Earlier this year, the NYPD adopted a policy to stop using the term "accident" to describe traffic collisions. The San Francisco police department made similar changes a few months later. The problem with the term "accident," of course, is that it implies no one was at fault -- that traffic injuries and deaths are just random, unpreventable occurrences. It's part of a cultural permissiveness toward dangerous driving, which in turn contributes to the loss of life.
News media, however, have been slower than police to acknowledge the shortcomings of the term "accident." While even NYC Police Commissioner Ray Kelly, notorious for turning a blind eye to traffic violence, issued a statement that "the term 'accident' has sometimes given the inaccurate impression or connotation that there is no fault or liability associated with a specific event," major press outlets like the New York Times and the Cleveland Plain Dealer still tend to use "accident" as the default term for car crashes, even in vehicular homicide cases.
One journalism institution could change that. The Associated Press produces the preeminent style guide for journalists, a reference used by news outlets around the country and around the world. While the AP has acknowledged the inherent problems with the term "accident," it has yet to issue clear guidelines for journalists that would prevent the imprecise term from tacitly excusing thousands of deaths every year.

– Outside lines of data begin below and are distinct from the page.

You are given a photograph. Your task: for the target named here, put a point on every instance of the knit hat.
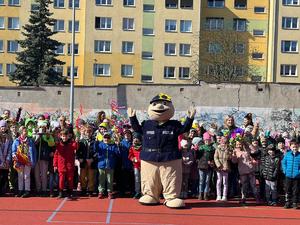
(206, 136)
(137, 136)
(196, 140)
(183, 143)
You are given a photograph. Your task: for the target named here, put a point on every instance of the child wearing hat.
(270, 170)
(205, 159)
(107, 153)
(187, 161)
(134, 156)
(291, 169)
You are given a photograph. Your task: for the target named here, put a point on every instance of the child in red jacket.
(134, 156)
(64, 162)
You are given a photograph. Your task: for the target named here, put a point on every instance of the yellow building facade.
(117, 42)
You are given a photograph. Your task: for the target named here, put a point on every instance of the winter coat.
(43, 147)
(245, 162)
(222, 158)
(135, 153)
(124, 152)
(86, 151)
(187, 161)
(27, 148)
(5, 152)
(107, 155)
(291, 164)
(271, 168)
(205, 157)
(64, 156)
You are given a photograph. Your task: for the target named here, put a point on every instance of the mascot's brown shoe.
(175, 203)
(148, 200)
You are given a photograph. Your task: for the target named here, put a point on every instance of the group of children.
(103, 159)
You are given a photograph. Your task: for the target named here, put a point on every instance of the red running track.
(125, 211)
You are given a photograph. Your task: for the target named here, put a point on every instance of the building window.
(186, 4)
(185, 26)
(103, 2)
(128, 3)
(147, 55)
(10, 68)
(258, 33)
(148, 8)
(184, 49)
(290, 23)
(171, 4)
(240, 4)
(59, 3)
(169, 72)
(146, 78)
(257, 55)
(60, 49)
(1, 46)
(289, 46)
(258, 9)
(288, 70)
(77, 3)
(184, 72)
(102, 69)
(239, 25)
(240, 48)
(76, 26)
(148, 31)
(215, 23)
(59, 70)
(103, 23)
(128, 24)
(127, 47)
(216, 3)
(170, 49)
(214, 48)
(59, 25)
(2, 23)
(170, 25)
(13, 23)
(76, 49)
(127, 70)
(102, 46)
(12, 46)
(13, 2)
(290, 2)
(75, 72)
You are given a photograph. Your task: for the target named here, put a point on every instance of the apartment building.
(117, 41)
(286, 52)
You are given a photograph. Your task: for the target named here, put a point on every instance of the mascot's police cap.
(161, 97)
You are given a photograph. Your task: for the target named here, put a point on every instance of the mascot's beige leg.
(150, 183)
(171, 178)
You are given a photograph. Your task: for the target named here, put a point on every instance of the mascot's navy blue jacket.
(160, 142)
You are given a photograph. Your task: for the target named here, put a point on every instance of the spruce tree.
(37, 59)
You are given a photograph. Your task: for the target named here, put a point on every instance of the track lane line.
(56, 210)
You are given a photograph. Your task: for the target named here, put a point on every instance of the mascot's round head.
(161, 108)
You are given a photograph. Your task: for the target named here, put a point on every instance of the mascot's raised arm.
(161, 166)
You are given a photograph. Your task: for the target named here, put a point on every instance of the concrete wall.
(275, 106)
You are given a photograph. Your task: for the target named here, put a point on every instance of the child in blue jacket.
(291, 169)
(107, 153)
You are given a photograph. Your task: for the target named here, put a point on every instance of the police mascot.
(161, 166)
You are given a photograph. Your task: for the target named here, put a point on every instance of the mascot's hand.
(131, 112)
(191, 112)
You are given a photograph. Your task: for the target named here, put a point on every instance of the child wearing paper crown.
(134, 156)
(205, 158)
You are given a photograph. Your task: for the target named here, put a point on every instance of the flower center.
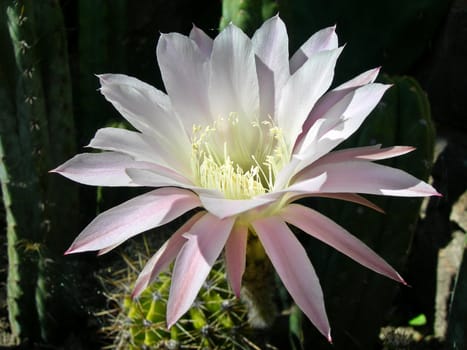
(239, 160)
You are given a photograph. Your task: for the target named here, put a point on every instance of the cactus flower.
(242, 132)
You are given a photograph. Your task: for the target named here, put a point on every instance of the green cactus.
(357, 298)
(217, 319)
(36, 132)
(247, 15)
(457, 325)
(394, 34)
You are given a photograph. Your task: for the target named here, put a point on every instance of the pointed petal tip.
(329, 338)
(136, 292)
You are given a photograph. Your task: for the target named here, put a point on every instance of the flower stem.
(258, 285)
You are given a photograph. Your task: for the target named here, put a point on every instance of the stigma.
(239, 161)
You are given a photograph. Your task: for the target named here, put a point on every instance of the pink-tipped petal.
(185, 73)
(270, 43)
(100, 169)
(203, 40)
(332, 97)
(364, 78)
(235, 254)
(360, 176)
(340, 122)
(140, 147)
(294, 268)
(204, 243)
(157, 178)
(325, 39)
(303, 89)
(326, 230)
(234, 82)
(368, 153)
(164, 256)
(139, 214)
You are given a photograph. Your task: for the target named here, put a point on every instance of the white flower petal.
(325, 39)
(340, 122)
(206, 239)
(222, 207)
(203, 41)
(184, 69)
(303, 89)
(368, 152)
(151, 178)
(234, 84)
(295, 270)
(326, 230)
(235, 257)
(164, 256)
(331, 98)
(362, 176)
(270, 43)
(100, 169)
(150, 111)
(128, 142)
(139, 214)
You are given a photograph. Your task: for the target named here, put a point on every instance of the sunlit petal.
(295, 270)
(205, 241)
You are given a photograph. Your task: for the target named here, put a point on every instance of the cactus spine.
(36, 132)
(217, 319)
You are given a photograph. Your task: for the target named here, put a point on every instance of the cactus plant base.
(217, 319)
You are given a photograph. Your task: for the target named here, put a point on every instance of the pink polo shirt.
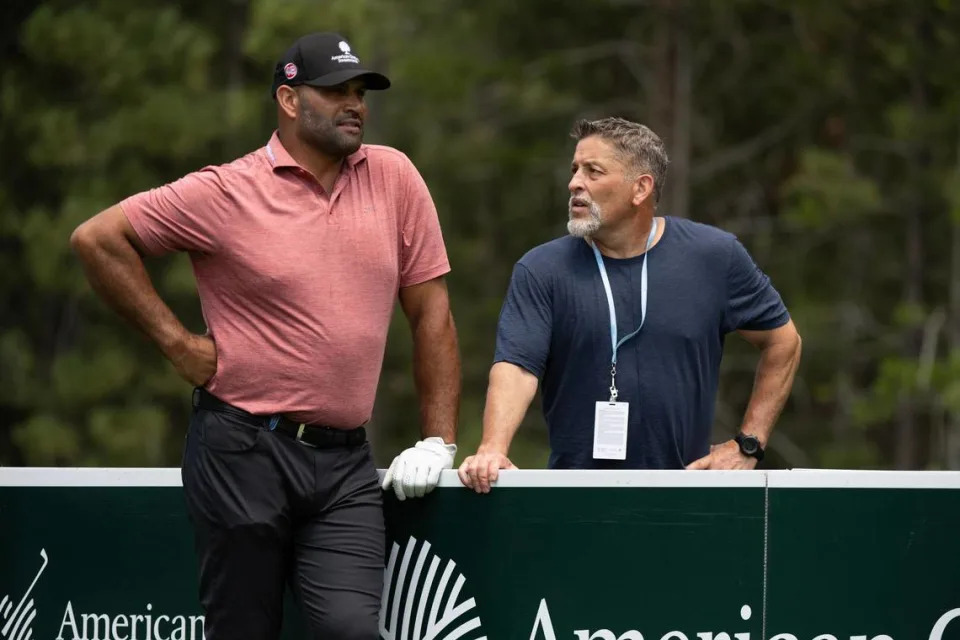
(298, 286)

In its style guide, the Associated Press has no entry for "accident," "collision," or "crash." However, in a supplemental guide for journalists called "Ask the Editor," the AP advises journalists against using the term "accident."
In one entry, a reporter asks editor David Minthorn: "I've always written traffic 'crash,' not 'accident' because the latter seems to imply no fault. But increasingly I see people calling crashes accidents. Does it matter?"
Minthorn responds: "Yes, avoid terms that might suggest a conclusion." So there you have it, right? Not quite.
Not only is there no entry about "accident" in the AP Style Guide itself, some passages in the guide don't even heed Minthorn's advice. The AP Style Guide entry for "Total, Totaling, Totaled," for example, states: "The phrase 'a total of' often is redundant. It may be used, however, to avoid a figure at the start of a sentence: A total of 650 people were killed in holiday traffic accidents."
The term also appears under the "Publication: Privacy" guidelines: "Another example of spot news interest: A child was injured in an auto accident in Alabama. A newspaper took a picture of the scene ..."
There's a simple alternative, which the big city police departments are adopting and which editors like Minthorn must be aware of. The term "collision" is nearly a perfect substitute for "accident," without implying a lack of causality. (In fact, when I was a very young newspaper reporter, an editor of mine recommended "collision.")
Words matter, and the way car crashes are framed has a powerful effect on how they are perceived. If thousands of preventable traffic injuries and deaths per year are described as accidental, why support thorough investigations to uncover causal factors and determine potential solutions?
The Associated Press updates its style guide annually to reflect evolving cultural norms. For example, in 2008 the AP revised the guide to recommend the term "gay" as opposed to "homosexual," following a campaign by advocates for LGBT rights.
These adjustments recognize the importance of language in making sense of our world. Adding an entry in the Associated Press Style Guide that clearly positions "collision" as the preferred term, instead of "accident," would shape perceptions of traffic violence and, over time, make American streets safer.